GOVERNMENT ministers have said they are not panicking about the fact that Nigeria’s debt-to-gross domestic product (GDP) ratio has ballooned to 33% as a result of increased borrowing brought about by the coronavirus pandemic.
Due to the global pandemic, Nigeria has had to resort to heavy borrowing, with as much as a third of the 2020 and 2021 budgets financed by international lenders. Bodies such as the World Bank, International Monetary Fund and African Development Bank have had to step in to bail Nigeria out, increasing her debt portfolio.
However, finance minister Zainab Ahmed, said she still believes that the country’s debt-to-GDP ratio is still low at 33%. According to Mrs Ahmed, the federal government’s borrowing is accurately planned to boost growth and development of the economy.
Mrs Ahmed said: “ We have made sure that we have a debt management strategy and a medium-term debt management strategy.

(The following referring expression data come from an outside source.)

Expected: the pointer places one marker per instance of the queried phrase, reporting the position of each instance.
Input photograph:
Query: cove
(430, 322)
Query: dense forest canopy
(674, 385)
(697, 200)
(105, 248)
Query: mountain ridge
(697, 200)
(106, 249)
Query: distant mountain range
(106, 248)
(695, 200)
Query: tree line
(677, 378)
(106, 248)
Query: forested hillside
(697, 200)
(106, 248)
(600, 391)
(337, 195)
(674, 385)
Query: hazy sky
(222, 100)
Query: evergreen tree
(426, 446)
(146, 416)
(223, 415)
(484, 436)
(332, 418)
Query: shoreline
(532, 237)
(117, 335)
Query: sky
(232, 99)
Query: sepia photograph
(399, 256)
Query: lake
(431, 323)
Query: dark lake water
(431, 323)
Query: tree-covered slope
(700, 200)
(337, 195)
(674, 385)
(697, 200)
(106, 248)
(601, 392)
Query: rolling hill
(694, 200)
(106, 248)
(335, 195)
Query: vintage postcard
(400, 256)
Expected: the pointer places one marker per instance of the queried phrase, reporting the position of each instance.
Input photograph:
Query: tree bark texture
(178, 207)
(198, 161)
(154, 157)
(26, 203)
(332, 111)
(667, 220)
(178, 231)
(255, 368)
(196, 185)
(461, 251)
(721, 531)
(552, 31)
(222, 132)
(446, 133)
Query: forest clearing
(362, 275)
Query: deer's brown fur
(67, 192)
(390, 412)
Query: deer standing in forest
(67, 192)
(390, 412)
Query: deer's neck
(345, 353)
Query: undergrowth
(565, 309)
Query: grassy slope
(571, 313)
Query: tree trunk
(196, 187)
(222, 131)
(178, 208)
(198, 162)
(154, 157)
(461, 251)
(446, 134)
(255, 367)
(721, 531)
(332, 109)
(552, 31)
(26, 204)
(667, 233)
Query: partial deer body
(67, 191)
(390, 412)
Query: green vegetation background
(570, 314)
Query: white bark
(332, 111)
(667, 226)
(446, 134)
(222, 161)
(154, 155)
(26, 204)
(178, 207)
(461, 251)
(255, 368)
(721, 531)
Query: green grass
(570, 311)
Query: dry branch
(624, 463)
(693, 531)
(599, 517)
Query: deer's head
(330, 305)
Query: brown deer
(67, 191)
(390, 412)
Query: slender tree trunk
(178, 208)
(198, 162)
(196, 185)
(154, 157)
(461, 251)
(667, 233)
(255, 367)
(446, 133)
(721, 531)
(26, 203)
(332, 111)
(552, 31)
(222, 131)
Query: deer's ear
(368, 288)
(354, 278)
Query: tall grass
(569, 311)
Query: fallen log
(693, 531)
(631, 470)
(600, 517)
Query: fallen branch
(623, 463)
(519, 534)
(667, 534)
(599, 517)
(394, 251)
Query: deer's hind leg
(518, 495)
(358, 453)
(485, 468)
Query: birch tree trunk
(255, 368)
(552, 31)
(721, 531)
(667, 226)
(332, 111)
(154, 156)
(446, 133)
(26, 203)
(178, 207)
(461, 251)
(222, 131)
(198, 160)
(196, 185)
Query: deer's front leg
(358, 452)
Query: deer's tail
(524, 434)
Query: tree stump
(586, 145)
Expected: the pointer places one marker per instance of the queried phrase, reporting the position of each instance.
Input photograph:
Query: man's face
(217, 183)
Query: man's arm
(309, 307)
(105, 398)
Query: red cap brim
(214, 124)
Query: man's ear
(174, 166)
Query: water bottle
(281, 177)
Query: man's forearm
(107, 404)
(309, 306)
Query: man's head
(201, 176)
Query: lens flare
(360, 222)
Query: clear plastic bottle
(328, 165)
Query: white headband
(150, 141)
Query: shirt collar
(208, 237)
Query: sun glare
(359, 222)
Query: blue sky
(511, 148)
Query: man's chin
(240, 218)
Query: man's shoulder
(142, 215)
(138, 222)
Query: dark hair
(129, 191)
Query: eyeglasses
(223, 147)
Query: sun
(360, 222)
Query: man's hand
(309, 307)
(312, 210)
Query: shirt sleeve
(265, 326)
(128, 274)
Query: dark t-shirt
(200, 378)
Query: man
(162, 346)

So, this borrowing is not being done by just a fiat as it is encapsulated in a plan and we are guided by the fiscal responsibility that sets the limit of how much you can borrow at any particular time.
“We have also structured the borrowing to make sure we have a good balance between domestic borrowing as well as external financial borrowing. So truly, in 2020 because of a Covid-19 crisis, we ended up borrowing more than we had planned because we have to change all our plans to be able to accommodate revenue crash remember, so we have to change our plans to be able to borrow more to contain the pandemic.

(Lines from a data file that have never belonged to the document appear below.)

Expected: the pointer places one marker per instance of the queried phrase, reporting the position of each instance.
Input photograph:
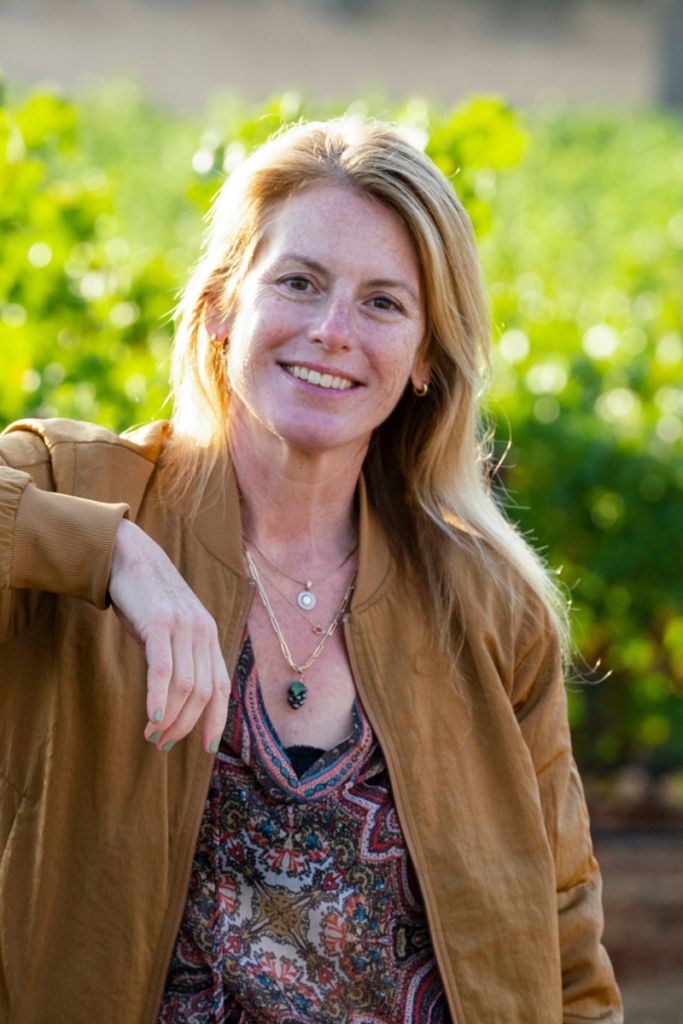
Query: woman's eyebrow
(372, 283)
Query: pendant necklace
(305, 598)
(297, 691)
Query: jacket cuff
(63, 545)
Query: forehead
(333, 222)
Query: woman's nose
(333, 328)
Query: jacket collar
(218, 524)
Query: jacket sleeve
(589, 988)
(49, 541)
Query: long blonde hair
(427, 467)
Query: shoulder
(497, 601)
(85, 459)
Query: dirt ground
(643, 897)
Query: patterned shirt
(303, 906)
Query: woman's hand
(186, 675)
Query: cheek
(395, 367)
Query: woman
(309, 581)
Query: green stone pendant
(296, 694)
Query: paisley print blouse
(302, 905)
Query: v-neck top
(303, 905)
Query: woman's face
(329, 323)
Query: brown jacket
(97, 829)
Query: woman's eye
(297, 284)
(384, 303)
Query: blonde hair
(427, 466)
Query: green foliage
(581, 223)
(586, 272)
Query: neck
(296, 504)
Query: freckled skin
(336, 288)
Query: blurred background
(560, 123)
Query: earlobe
(216, 326)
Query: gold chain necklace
(305, 598)
(297, 691)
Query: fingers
(194, 687)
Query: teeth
(323, 380)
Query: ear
(421, 371)
(216, 324)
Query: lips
(332, 382)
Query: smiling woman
(304, 576)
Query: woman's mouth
(331, 381)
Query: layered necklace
(305, 598)
(297, 690)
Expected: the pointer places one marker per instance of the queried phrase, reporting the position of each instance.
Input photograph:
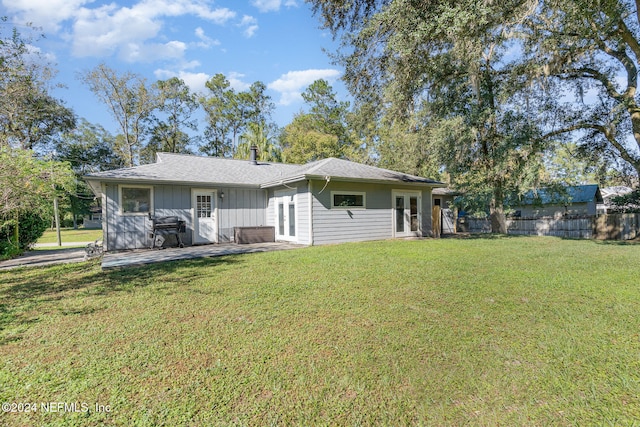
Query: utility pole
(56, 213)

“So the borrowing we are doing now is to make sure we are improving critical infrastructure unnecessary for the sustained growth of this economy if we don’t do these investments now, our country will not develop and grow. We are careful of how we borrow and I keep saying and I’ve said it and I’m saying it again today that the debt levels in Nigeria is not high.

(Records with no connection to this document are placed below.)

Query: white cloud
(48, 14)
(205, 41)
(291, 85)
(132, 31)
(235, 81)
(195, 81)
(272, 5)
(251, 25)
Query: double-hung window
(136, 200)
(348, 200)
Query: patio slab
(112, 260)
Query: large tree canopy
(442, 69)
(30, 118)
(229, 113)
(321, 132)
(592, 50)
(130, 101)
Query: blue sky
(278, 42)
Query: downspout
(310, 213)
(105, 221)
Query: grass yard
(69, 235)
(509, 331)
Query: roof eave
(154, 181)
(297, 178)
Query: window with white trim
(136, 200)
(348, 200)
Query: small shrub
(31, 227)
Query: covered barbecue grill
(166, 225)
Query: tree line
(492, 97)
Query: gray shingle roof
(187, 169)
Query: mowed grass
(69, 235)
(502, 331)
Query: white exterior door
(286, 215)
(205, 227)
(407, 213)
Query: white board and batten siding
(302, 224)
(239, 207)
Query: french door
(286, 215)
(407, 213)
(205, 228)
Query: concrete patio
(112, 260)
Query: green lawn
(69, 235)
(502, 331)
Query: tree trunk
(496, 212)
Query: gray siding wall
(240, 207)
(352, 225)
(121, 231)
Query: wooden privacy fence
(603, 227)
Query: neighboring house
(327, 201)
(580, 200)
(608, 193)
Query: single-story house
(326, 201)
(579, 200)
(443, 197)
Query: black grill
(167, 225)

“If you consider the size of the Nigerian economy, we have a debt to GDP ratio now that is at 33% Some of the countries in Africa that you can compare us with have as much as 70% of debt.”
She maintained that the federal government is doing its bid at increasing revenue avenues through tax incentives and creating an enabling environment for businesses to thrive. Mrs Ahmed conceded that the government needs to provide space for businesses to be able to work better so that they can produce better and pay more, more taxes.